Saturday, October 13, 2018

Article 'A Great Old-Timey Game-Programming Hack', and a response

Here's a nice little story related to the 6809.  It shows of one of the more interesting optimizations you can use with the 6809.  It's also neat to see that people came up with similar solutions completely isolated from each other.

Link



My MC-10 (6803) 64 column graphics text code's screen scroll also uses the stack register as the destination pointer for similar reasons, but there are differences vs the 6809.

Each register PUSHed or PULLed requires a separate instruction, where the 6809 can PUSH or PULL multiple registers with a single instruction.  As a result, he 6803 code looks more like their earlier code.
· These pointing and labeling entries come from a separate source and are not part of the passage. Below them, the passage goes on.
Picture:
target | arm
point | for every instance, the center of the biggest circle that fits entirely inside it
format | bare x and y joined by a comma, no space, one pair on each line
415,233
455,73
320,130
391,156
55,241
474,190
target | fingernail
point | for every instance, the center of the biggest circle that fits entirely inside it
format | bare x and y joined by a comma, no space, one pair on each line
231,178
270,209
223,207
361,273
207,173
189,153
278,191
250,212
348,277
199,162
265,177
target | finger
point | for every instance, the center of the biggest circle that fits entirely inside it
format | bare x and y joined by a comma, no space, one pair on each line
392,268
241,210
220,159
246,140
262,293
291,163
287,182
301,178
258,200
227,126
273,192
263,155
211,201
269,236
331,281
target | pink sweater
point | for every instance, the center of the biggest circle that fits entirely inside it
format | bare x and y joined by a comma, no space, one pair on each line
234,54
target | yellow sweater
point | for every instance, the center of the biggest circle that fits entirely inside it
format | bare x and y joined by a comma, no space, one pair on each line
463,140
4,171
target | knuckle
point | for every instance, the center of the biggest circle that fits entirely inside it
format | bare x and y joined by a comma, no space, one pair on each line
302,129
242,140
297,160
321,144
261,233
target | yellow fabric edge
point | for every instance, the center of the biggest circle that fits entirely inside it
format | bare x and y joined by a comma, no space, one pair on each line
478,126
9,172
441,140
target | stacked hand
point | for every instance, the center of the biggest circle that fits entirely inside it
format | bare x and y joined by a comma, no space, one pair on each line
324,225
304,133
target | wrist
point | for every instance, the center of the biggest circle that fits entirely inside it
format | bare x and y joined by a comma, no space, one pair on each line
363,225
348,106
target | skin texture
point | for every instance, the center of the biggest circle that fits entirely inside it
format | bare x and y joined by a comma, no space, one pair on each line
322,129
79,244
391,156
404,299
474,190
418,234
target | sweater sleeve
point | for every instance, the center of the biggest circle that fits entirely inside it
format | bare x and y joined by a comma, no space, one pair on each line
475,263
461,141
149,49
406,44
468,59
With only one stack pointer, you have to use the index register for the other source or destination pointer, and the offset is only 1 byte, so you can only go up to 254 with LDD #,X before you have to change X.  The code looks like this, and it's unrolled for a 256 byte section of the screen:

   LDD #255,x      ; 2 bytes, 5 clock cycles
   PSHB                ; 1 byte, 3 clock cycles
   PSHA                ; 1 byte, 3 clock cycles
   LDD #254,x      ; 2 bytes, 5 clock cycles
   PSHB                ; 1 byte, 3 clock cycles
   PSHA                ; 1 byte, 3 clock cycles
   etc...

You could PUSH/PULL two bytes at a time if you are storing/loading the index register. You would loose the index register as a source pointer, so you have to hard code the address for each pair of bytes.

   LDX ROWADDRESS+254  ; 3 bytes, 5 clock cycles
   PSHX                                    ; 1 byte, 4 clock cycles
   LDX ROWADDRESS+252
   PSHX
   LDX ROWADDRESS+250
   PSHX
   etc...

Using PSHX saves 22 - 9 = 13 clock cycles per pair of bytes moved, or 13 * ((32/2)*(192-8)) = 38,272 clock cycles per scroll!  The code size also half then number of bytes per pair of bytes moved.

So why didn't I do that?

While this would be noticeably faster, you can't just change the index register for each 256 byte block, you have to hard code the addresses for the entire screen.
That may not be a big deal of you have a large RAM expansion, but it's not practical for most MC-10's.  However, if you wanted to implement 4 rows of text at the bottom of the screen similar to the Apple II and several other 8 bit machines, then it's not so bad.

The latest code generates the scroll code on the fly at startup, so I could generate either version of the code depending on the hardware you have.  We'll see.